Amidst the Red Sea crisis, global schedule reliability continued to decrease, with a month-on-month drop of -5.1 percentage points in January 2024, mirroring the same decrease observed in December 2023, to reach 51.6%.
As Sea-Intelligence explains in its report, this drop means that the January 2024 score was the lowest since September 2022.
Additionally, on a year-on-year level, schedule reliability in January 2024 was -0.8 percentage points lower than in January 2023.
Due to the round-of-Africa sailings, the average delay for late vessel arrivals deteriorated further, increasing by 0.59 days month-on-month to reach 6.01 days.
CMA CGM was emerged as the most reliable top-13 carrier in January 2024 with schedule reliability of 54.7%, followed by four more carriers that were above the 50% mark, as it is revealed in the report.

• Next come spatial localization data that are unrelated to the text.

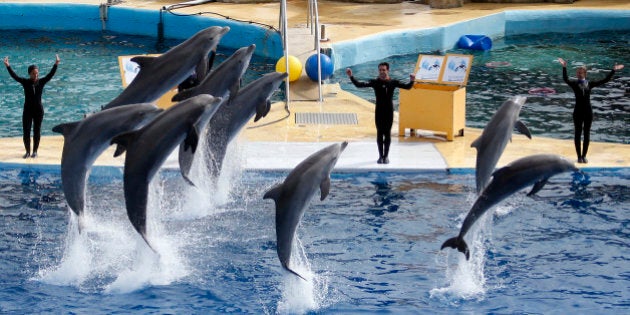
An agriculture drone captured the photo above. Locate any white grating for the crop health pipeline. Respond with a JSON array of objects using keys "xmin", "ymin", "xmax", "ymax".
[{"xmin": 295, "ymin": 112, "xmax": 358, "ymax": 125}]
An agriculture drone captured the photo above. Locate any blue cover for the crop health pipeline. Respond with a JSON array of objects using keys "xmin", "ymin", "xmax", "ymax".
[{"xmin": 457, "ymin": 35, "xmax": 492, "ymax": 50}]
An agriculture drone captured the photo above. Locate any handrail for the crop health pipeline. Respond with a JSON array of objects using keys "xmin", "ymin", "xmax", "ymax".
[{"xmin": 279, "ymin": 0, "xmax": 324, "ymax": 105}]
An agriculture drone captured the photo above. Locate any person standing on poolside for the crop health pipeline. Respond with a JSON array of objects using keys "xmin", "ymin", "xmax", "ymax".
[
  {"xmin": 557, "ymin": 58, "xmax": 624, "ymax": 164},
  {"xmin": 346, "ymin": 63, "xmax": 415, "ymax": 164},
  {"xmin": 4, "ymin": 54, "xmax": 60, "ymax": 158}
]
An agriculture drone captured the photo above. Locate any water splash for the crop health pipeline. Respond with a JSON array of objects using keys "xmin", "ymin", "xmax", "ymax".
[
  {"xmin": 276, "ymin": 235, "xmax": 336, "ymax": 314},
  {"xmin": 36, "ymin": 177, "xmax": 190, "ymax": 293}
]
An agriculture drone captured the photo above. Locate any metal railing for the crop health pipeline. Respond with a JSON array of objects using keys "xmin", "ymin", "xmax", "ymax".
[{"xmin": 279, "ymin": 0, "xmax": 324, "ymax": 108}]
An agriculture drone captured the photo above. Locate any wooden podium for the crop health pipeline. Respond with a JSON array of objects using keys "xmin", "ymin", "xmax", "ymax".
[{"xmin": 398, "ymin": 54, "xmax": 471, "ymax": 141}]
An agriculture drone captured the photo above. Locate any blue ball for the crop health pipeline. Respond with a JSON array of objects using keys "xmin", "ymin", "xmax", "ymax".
[{"xmin": 305, "ymin": 53, "xmax": 334, "ymax": 82}]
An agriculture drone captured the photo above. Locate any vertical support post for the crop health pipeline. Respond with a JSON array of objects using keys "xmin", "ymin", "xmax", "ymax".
[
  {"xmin": 313, "ymin": 0, "xmax": 323, "ymax": 102},
  {"xmin": 280, "ymin": 0, "xmax": 290, "ymax": 109}
]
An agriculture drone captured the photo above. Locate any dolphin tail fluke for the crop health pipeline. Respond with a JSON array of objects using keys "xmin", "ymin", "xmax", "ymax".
[
  {"xmin": 284, "ymin": 265, "xmax": 308, "ymax": 282},
  {"xmin": 440, "ymin": 236, "xmax": 470, "ymax": 260}
]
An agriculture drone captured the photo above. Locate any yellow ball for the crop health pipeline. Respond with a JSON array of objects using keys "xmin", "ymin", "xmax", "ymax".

Furthermore, the remaining carriers all had schedule reliability of 40%-50%.
In January 2024, the difference in schedule reliability between the most and least reliable carrier was the lowest since February 2023.
Alan Murphy, CEO of Sea-Intelligence, said: “Because of the current Red Sea crisis, and due to significant delays on the round-of-Africa sailings, none of the top-13 carriers were able to record a M/M improvement in schedule reliability, with only 7 carriers recording a Y/Y improvement in January 2024.”